What to do about the Failure-Focused Employee

Topic: Job Performance, Motivation
Publication: Human Performance
Article: Failure avoidance motivation in a goal-setting situation.
Author: S.R. Heimerdinger, V.B. Hinsz
Featured by: Benjamin Granger

Although it is known that employees who set specific and difficult goals tend to outperform those who set broad and relatively easy goals, different employees have differing motivational mindsets when they set their goals. Some employees are motivated to learn and master skills. Others are motivated to demonstrate their competence to others. (“Those darn showoffs!”) Interestingly, though, some employees  are motivated, not by accomplishments, but to simply avoid failing. In other words, when some employees set personal goals, they are focused on NOT FAILING as opposed to succeeding (e.g., “My goal is to NOT completely bomb this presentation!”).

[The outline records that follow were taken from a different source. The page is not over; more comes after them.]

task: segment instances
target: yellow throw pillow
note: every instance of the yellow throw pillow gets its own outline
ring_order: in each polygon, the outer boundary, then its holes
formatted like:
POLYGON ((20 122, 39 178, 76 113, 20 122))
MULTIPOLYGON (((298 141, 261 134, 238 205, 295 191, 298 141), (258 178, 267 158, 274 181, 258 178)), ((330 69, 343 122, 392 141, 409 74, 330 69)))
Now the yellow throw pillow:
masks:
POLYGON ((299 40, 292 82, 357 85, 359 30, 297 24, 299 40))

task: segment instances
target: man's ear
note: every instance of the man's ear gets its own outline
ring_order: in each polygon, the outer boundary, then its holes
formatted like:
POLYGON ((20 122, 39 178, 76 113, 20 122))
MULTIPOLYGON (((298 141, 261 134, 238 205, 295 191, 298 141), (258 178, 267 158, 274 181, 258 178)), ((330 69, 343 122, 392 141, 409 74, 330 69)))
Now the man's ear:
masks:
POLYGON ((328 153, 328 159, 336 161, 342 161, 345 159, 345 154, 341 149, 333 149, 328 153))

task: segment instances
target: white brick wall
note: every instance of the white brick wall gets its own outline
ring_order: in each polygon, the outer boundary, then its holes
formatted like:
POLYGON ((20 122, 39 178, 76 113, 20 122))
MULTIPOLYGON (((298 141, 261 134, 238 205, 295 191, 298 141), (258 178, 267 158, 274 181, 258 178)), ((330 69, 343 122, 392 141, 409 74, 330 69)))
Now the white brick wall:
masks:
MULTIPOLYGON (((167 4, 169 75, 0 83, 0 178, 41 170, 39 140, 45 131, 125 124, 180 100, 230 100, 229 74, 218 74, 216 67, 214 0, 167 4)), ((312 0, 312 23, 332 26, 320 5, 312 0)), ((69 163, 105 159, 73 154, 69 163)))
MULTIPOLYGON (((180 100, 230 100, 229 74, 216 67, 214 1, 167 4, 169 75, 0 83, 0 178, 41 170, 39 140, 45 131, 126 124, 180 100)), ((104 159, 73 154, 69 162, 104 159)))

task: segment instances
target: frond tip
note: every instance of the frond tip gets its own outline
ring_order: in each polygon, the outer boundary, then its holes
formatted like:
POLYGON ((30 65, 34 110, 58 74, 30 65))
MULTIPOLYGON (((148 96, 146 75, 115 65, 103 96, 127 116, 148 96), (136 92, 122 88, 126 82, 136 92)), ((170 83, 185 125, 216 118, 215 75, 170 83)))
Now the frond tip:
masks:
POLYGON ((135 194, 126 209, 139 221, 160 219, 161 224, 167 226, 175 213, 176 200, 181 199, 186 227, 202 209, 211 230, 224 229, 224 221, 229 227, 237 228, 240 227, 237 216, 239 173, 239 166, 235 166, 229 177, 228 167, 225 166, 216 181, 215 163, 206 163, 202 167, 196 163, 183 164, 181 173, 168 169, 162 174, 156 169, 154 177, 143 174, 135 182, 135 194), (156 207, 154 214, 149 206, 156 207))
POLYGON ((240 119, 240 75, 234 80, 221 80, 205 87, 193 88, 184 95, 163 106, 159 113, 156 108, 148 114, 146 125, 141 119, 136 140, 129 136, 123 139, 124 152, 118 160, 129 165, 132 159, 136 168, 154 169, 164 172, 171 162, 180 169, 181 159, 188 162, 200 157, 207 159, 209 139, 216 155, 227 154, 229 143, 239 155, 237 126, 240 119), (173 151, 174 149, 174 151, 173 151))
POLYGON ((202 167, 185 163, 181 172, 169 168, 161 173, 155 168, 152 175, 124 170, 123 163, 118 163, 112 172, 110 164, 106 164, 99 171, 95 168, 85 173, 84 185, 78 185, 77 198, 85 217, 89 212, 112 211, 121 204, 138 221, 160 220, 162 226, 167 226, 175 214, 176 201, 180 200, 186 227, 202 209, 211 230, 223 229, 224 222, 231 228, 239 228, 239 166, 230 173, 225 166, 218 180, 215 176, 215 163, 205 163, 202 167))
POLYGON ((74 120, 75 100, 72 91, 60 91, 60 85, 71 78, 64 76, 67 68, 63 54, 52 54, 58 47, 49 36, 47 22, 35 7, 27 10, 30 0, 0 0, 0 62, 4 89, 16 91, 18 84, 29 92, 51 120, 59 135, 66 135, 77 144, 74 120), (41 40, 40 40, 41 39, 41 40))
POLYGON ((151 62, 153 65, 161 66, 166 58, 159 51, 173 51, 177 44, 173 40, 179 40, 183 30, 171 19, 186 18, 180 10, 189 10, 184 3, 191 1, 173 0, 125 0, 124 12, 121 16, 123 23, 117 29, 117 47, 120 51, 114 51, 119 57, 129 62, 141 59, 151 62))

This is known as failure avoidance motivation and despite being such an intriguing concept, it is somewhat unclear how it relates to performance. So the question is: Are employees who set failure avoidance goals good performers?  Or are these failure avoidance goals detrimental to performance? Heimerdinger and Hinsz (2008) investigated how and why failure avoidance motivation relates to performance. The authors found that the motivation to avoid failure leads to a number of negative consequences.

Specifically, Heimerdinger and Hinsz found the individuals who are motivated to avoid failure tend to have less confidence in their ability (i.e., lower self-efficacy) and are also less likely to persist in the face of obstacles or difficulties (i.e., lower goal commitment). Most importantly, they tend to be poor performers.

The best performers in Heimerdinger and Hinsz’s study were those who set high goals for themselves and were highly committed to those goals. And none of these were attributes of individuals motivated to simply avoid failure.

Since many organizations utilize goal-setting strategies to improve their employees’ performance, these findings are noteworthy to say the least. They suggest that managers should identify employees  motivated to avoid failure and help guide them through the goal-setting process. Specifically, managers can focus on increasing their self-efficacy and commitment to their goals. These simple steps may help turn a poor performer into a more productive and valued employees.

Heimerdinger, S.R., & Hinsz, V.B. (2008). Failure avoidance motivation in a goal-setting Situation. Human Performance, 21(4), 383-395.